The aim of this study was to examine the 6-month test-retest reliability and predictive validity of caloric intake measures from the 24-hour dietary recalls of homebound older adults. The focus of the study was on: 1) the test-retest reliability of self-reported caloric intake in order to examine the consistency of the measurement from baseline to six-months, and 2) the predictive validity of 24-hour dietary recalls by evaluating the effect of caloric intake deficiencies at baseline on observed weight loss and the occurrence of adverse events during the 6-month follow-up interval.
Methods
Sample and Design
Homebound older adults were enrolled in a longitudinal study designed to assess eating behaviors, factors associated with those eating behaviors, and health outcomes associated with those eating behaviors. The study protocol was reviewed and approved by the UAB Institutional Review Board. The sample and design are described in-depth in other papers (17, 24, 25). Briefly, in order to be eligible for the study participants had to be community dwelling, receiving Medicare home health services, able to communicate verbally with interviewers in English, free of significant cognitive impairment, free of terminal illness, and not receiving nutrition through a feeding tube.

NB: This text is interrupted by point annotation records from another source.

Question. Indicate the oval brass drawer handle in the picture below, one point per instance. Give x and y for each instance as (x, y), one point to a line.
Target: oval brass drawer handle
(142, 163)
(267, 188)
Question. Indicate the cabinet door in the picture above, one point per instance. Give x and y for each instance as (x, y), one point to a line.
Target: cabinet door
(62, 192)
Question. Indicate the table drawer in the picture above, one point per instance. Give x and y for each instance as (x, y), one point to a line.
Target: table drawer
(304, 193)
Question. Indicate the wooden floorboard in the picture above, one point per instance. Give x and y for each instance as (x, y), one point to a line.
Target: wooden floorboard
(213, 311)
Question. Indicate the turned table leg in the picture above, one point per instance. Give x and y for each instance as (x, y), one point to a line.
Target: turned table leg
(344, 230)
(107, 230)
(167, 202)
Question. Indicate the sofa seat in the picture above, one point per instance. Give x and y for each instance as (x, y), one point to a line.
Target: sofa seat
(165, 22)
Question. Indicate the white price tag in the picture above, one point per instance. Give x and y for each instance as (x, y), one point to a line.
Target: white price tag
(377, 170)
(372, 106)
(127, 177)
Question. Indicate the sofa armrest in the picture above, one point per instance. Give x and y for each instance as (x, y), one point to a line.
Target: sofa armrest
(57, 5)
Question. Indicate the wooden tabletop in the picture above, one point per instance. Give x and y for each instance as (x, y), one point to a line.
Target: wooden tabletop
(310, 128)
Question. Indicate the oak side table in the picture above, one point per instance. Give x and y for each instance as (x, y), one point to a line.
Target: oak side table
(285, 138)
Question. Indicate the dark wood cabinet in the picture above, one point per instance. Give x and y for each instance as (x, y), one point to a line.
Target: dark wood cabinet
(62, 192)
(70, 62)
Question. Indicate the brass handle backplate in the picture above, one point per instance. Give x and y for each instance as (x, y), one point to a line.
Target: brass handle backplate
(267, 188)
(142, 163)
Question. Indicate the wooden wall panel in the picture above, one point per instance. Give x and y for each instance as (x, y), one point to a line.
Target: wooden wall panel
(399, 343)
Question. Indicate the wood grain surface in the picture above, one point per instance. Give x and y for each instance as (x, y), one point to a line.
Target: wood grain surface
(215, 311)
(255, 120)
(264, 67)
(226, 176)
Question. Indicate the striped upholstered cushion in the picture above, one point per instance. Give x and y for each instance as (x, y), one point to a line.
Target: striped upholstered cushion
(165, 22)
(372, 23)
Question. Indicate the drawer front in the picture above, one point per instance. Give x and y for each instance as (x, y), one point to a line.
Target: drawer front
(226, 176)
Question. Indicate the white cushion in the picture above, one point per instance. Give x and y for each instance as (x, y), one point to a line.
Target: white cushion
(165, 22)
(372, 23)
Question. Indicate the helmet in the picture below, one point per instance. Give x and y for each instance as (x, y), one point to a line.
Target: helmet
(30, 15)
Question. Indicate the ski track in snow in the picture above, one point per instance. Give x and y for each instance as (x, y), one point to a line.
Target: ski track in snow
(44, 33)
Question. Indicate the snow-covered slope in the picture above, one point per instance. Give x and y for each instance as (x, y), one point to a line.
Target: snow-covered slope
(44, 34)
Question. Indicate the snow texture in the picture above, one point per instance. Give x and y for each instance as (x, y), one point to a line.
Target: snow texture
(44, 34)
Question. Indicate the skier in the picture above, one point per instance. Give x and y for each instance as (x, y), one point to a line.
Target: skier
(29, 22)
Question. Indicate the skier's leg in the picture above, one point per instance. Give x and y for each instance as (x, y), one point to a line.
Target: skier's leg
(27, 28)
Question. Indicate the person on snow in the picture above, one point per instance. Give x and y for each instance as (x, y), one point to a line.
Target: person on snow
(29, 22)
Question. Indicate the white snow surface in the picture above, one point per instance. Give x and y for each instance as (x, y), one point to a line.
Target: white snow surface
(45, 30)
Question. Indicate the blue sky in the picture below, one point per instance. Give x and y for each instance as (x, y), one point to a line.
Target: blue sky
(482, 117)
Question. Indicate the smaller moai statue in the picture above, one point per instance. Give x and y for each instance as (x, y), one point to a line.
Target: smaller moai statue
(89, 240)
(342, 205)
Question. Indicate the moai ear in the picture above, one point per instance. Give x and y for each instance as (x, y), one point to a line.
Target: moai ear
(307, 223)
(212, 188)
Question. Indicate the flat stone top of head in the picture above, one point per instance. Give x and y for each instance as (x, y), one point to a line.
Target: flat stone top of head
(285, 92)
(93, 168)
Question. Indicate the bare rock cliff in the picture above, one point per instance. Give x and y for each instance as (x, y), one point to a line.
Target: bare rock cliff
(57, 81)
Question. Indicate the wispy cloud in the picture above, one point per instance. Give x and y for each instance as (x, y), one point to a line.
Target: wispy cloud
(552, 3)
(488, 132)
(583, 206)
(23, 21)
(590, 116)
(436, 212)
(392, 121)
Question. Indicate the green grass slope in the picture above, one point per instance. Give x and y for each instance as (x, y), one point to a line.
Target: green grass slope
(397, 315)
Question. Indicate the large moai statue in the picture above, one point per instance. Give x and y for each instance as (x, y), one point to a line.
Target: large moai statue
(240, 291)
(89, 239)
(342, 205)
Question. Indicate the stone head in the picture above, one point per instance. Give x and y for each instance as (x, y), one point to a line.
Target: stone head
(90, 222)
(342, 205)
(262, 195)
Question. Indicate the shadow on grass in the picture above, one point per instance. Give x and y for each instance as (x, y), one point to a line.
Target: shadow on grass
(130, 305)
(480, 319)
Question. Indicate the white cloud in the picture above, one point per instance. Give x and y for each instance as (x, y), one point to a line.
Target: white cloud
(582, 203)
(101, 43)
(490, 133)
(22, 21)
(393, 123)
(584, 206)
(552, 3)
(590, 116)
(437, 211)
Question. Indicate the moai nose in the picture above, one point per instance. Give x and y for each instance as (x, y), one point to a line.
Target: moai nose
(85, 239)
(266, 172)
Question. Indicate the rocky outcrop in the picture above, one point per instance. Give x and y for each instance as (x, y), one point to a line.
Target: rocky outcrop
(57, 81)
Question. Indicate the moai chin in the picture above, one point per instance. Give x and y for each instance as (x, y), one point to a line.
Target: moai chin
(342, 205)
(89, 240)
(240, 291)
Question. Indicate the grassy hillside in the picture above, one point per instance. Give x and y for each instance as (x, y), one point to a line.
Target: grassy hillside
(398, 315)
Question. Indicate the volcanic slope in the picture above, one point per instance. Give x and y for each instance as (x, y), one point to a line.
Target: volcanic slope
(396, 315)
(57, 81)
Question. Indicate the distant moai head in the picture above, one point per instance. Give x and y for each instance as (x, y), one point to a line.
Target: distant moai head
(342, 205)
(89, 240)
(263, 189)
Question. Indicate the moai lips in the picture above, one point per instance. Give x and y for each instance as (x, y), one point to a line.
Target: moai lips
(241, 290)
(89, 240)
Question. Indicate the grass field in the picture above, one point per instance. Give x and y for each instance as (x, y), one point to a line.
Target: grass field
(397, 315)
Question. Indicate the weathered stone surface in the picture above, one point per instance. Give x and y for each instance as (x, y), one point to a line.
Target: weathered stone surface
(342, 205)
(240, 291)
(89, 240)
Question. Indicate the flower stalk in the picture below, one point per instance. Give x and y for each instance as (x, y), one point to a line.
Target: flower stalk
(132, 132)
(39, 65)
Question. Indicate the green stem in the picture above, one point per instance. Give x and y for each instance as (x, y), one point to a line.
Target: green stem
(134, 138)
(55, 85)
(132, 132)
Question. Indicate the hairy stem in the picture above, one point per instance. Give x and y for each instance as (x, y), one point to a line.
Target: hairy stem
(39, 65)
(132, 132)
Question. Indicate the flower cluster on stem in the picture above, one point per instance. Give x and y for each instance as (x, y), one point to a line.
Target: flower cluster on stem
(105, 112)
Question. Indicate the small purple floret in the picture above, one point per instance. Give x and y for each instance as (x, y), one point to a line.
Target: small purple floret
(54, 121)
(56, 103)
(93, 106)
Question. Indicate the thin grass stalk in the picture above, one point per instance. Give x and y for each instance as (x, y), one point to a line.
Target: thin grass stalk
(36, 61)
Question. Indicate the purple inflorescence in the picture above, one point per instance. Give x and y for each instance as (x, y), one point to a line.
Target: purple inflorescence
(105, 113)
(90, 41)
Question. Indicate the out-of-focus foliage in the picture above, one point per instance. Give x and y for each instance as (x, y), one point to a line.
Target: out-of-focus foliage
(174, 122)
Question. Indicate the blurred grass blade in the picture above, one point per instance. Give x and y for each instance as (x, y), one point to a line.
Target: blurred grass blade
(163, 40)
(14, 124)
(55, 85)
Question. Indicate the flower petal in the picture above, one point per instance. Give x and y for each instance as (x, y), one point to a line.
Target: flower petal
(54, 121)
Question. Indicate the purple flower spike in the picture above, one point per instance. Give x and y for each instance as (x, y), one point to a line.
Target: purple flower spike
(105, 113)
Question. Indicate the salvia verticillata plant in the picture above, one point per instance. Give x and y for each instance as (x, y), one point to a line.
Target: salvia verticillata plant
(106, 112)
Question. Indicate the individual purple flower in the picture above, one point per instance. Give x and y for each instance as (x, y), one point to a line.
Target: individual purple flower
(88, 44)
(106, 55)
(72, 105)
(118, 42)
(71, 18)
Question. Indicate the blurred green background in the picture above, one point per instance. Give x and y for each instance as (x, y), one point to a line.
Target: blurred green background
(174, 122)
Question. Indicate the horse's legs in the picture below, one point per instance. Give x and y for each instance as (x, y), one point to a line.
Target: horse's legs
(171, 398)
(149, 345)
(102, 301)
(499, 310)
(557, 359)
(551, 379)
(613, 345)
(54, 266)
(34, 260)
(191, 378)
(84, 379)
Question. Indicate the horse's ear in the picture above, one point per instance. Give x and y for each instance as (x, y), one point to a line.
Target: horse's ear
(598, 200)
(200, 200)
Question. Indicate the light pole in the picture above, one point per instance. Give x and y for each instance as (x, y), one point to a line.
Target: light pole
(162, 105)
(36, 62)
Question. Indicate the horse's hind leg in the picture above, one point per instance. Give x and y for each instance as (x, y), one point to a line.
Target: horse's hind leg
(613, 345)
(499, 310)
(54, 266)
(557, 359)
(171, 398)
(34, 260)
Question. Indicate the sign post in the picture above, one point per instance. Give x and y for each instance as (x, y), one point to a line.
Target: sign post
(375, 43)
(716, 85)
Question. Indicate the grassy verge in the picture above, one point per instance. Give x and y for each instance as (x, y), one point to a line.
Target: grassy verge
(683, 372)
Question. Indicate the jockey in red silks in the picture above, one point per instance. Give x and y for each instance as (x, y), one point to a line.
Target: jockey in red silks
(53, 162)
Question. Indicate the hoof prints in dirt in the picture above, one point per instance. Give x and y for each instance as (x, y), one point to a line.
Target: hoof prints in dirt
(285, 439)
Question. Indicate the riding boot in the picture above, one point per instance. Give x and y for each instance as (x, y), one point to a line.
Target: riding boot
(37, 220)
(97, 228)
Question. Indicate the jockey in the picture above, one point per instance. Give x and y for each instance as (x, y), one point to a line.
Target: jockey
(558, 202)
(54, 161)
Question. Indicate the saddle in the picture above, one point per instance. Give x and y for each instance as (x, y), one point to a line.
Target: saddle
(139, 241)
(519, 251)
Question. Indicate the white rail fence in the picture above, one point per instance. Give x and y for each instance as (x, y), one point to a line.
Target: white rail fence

230 participants were assessed at baseline, and 173 participants completed a 6-month follow-up assessment. 24-hour dietary recalls were collected at both assessments, and the actual weight of the participants was measured at both assessments for those who were able to stand.
Two sub-samples were drawn for the analyses. The first consisted of 52 participants who had actual measured weight at both interviews and who had not been hospitalized between the two assessments. Because recent hospitalization was found to be a strong predictor of undereating in the baseline analysis (17), participants who were hospitalized were excluded from this sub-sample in order to eliminate this known source of variability in the reliability analysis. This sub-sample was used to evaluate the test-retest reliability of caloric intake and the predictive validity of caloric intake deficiencies on actual observed weight loss over a 6-month period. This group was selected purposefully because these participants should have had relatively stable diets across the time period, making them good candidates for examining test-retest reliability.
The second sub-sample consisted of 143 participants who had measured weight at both interviews or had any adverse outcomes (i.e., weight loss of 2.5% or more of baseline body weight, hospitalization, long-term care institutionalization, or mortality) between baseline and the 6–month assessment. This sub-sample was used to evaluate predictive validity only. Because weight loss is not the only adverse outcome that participants may experience as a consequence of under-eating, this larger sub-sample may be more a more sensitive and comprehensive way to evaluate predictive validity because of its inclusion of other important competing hazards.
Procedure and Measures
24-hour dietary recalls
During structured interviews in the participants’ homes, 24-hour dietary recalls were conducted using standard protocols (26). Interviewers were formally trained in the 24-hour recall methods at the Nutrition Coordinating Center at the University of Minnesota. The recalls were conducted using standardized probing questions, two-dimensional food models to estimate portion size, and a multiple-pass methodology. The interviewer inspected refrigerators and kitchen storage space to better determine foods actually eaten by participants and the materials in which they were prepared or consumed; and, if necessary, caregivers provided supplementary information. Participants were contacted by telephone two more times over the next two weeks to obtain two additional 24-hour dietary recalls, one of which was obtained for a weekend day. Mean daily caloric intake was obtained by taking the average of the three 24-hour dietary recalls.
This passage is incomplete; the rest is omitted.